To qualify for protection, a renter must provide a written certification attesting that they meet certain requirements. Applicants:

  • cannot be making more than $99,000 a year (or double if filing jointly). Having received a stimulus check, or being eligible to have received a stimulus check, does not preclude an application;
  • must have lost “substantial” income;
  • must have made all reasonable efforts to have obtained other financial assistance;
  • must certify that they are paying as much rent as they can afford;
  • must be at risk of homelessness or living with others in close proximity if evicted; and
  • must make up all missed payments when the moratorium expires.

Unlike the eviction protections as provided by the CARES Act, the moratorium applies to all rental units in the United States and not just those with federally backed mortgages. Treasury Secretary Steven Mnuchin noted before a congressional coronavirus subcommittee that as a result of this broad applicability, an estimated 40 million renters could be eligible for this relief.

Under the terms of the order, however, renters can still be evicted for reasons other than non-payment of rent.

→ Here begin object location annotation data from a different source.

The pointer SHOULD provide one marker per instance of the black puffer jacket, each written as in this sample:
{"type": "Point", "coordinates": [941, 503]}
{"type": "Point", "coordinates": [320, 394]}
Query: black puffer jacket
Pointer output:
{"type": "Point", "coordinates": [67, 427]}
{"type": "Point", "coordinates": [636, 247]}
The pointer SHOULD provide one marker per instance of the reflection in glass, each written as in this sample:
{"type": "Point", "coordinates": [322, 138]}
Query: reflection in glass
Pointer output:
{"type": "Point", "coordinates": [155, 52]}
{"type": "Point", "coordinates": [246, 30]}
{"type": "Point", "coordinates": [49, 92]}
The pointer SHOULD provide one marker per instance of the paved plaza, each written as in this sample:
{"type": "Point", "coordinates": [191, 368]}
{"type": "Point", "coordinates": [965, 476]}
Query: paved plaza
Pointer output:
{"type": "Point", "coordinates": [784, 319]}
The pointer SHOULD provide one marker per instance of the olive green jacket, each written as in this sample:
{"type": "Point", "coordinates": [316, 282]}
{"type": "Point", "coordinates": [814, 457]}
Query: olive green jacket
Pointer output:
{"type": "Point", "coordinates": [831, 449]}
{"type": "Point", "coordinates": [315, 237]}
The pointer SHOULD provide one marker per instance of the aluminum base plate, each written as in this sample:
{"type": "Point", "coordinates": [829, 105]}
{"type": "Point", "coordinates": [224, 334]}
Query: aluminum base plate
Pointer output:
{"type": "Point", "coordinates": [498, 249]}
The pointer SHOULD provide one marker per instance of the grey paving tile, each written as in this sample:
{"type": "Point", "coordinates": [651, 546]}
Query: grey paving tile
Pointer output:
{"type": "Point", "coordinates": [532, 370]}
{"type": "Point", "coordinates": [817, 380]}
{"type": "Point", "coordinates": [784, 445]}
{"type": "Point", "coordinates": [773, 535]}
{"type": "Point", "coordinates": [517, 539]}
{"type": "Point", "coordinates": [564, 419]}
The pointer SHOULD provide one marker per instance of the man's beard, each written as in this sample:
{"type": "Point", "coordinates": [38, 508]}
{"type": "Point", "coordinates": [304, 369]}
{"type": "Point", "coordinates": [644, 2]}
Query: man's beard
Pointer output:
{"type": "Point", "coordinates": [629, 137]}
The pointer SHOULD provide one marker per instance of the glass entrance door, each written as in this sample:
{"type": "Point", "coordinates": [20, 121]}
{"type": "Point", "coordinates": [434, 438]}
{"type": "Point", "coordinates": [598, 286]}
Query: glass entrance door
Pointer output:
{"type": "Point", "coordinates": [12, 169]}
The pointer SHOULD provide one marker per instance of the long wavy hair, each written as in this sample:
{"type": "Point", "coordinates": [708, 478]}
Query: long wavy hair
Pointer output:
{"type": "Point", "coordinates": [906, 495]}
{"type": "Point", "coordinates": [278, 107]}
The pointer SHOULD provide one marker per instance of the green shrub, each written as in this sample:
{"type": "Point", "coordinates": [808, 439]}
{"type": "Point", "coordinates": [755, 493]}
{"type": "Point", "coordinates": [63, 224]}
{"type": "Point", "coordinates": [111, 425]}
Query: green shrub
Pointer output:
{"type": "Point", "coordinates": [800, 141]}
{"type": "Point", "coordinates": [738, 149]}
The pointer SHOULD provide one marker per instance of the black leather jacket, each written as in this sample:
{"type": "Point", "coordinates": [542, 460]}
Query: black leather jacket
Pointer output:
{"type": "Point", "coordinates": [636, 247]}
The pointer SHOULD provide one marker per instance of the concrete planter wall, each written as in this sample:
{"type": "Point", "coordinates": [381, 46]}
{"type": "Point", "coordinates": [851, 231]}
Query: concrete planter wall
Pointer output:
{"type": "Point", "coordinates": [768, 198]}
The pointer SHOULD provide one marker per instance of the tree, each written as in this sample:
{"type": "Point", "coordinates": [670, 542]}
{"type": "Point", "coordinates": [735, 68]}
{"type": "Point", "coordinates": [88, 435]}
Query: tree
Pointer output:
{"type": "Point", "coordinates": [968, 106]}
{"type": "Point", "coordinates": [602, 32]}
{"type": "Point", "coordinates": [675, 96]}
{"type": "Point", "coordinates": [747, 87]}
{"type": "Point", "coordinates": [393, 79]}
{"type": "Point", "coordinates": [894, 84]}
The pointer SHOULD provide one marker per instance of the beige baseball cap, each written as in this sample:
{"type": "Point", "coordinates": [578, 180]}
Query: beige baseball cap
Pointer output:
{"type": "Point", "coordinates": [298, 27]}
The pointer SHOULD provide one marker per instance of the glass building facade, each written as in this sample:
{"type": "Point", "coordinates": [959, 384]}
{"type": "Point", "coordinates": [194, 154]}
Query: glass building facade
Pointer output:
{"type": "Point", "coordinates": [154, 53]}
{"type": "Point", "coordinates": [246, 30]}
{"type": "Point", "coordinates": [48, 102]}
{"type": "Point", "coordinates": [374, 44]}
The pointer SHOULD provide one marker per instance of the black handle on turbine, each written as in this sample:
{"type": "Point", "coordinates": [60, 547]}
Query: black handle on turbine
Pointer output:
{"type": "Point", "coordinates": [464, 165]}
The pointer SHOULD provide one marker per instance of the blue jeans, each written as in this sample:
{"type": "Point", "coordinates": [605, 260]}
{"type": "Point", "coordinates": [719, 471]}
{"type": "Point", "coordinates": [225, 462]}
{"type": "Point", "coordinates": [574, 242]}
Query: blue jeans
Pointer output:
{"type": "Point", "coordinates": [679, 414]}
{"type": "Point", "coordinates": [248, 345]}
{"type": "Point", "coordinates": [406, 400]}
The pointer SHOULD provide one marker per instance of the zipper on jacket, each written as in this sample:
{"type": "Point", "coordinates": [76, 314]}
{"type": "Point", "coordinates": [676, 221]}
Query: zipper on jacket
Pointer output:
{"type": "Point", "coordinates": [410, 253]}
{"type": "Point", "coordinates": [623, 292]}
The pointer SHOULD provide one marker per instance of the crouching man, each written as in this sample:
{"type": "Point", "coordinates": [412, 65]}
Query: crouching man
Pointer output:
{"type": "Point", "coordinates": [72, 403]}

Landlords violating the order, and renters making false attestations, would face criminal prosecution.

Analysis

Without an eviction moratorium, millions of families could be without homes before the end of the year. The displacement of so many could have enormous ramifications, not just for the existing homeless population in the United States, but also for the spread of the virus, as individuals are forced to move back in with relatives or into unsafe housing. It is this public health aspect that has clearly motivated the CDC’s proposed order, and even if considered solely from the perspective of transmission reduction, an eviction moratorium is likely a necessary and welcome step.

As a response to a looming housing crisis, however, the moratorium barely meets the minimum requirements. Not only is the current eviction crisis simply postponed until January, but the problem may well be worse at that time. The weather will be colder, and it remains unclear whether renters may be required to repay all owed back rent in a single payment—a likely impossible demand on many families. The difficulties of this agency order are not limited simply to renters. Requiring landlords to forgo as much as four months of income in the background of the financial difficulties caused by the coronavirus would likely cause an enormous strain not simply on the finances of landlords individually but on the viability of the entire rental market.

Conclusions

Keeping millions of Americans in their homes during these extraordinary times should be considered the lowest possible metric for success (which makes it all the more galling that this is not something Congress has achieved). But merely keeping people in their houses is not enough, and the CDC’s order may even create more problems than it solves. Once again, this administration has proposed an extraordinary liquidity shortfall for those individuals and companies that own properties without attempting in any way to provide financial redress; as a measure, it is as nonsensical and egregious as proposing that all doctors work for free until Christmas.